The first steps in the statistical analysis of gene expression data are data normalization and determination of the genes that are differentially expressed between samples. To do this, the factorial design statistical method of the RNA-seq analysis R-package EdgeR  was chosen. Routines for clustering and plotting of graphics were derived from the open source software repository Bioconductor .

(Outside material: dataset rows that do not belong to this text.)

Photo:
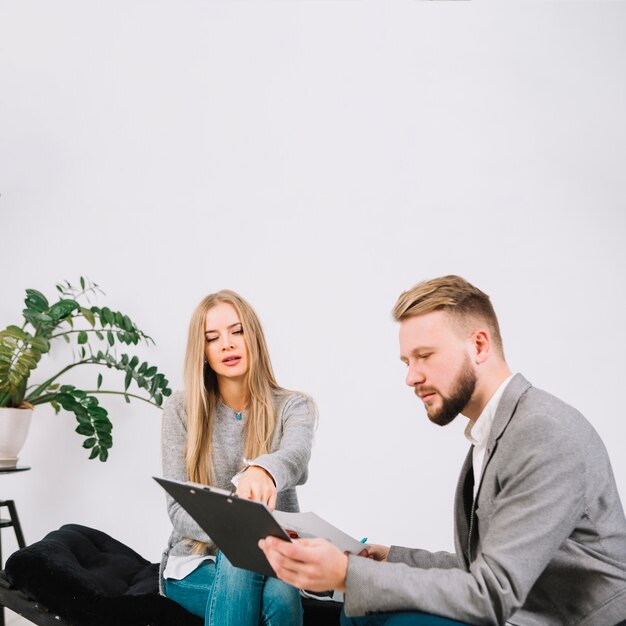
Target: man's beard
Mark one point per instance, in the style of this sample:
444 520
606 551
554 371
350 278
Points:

Input files for the RNA-seq analysis pipeline
Once T-REx is fed with the four input files, normalization and global analysis of the data will be performed and visualized in several graphs. These graphs include library sizes, box plots of normalized signals, a correlation matrix of experiments and a two-dimensional Multidimensional Scaling (MDS) plot of the samples to be studied. Although various normalization methods have been developed, we found the trimmed-median mean method (TMM) of EdgeR to be the most accurate for RNA-seq data derived from prokaryotes. Subsequently, statistical analysis of differential expression of genes of all contrasts (derived from Table 1B) is performed and the outcome is visualized in MA and volcano plots. In the MA plots traditionally used in DNA-microarray analysis gene expression is plotted against ratio values while volcano plots compute gene expression ratios against their p-values. In both of these dot-plots (in which dots represent genes) each dot gets a color as defined by the user in the Class file (Table 1C) while non-defined dots are colored black, allowing to easily identify the behavior of Class-defined genes. Genes can have an expression value of zero, e.g., when comparing two bacterial species in which one of the genes is absent. To prevent errors as a consequence of having to divide by zero, zero values are scaled to noise level. Thus, these genes will be flagged by a cross-sign in the MA and volcano plots.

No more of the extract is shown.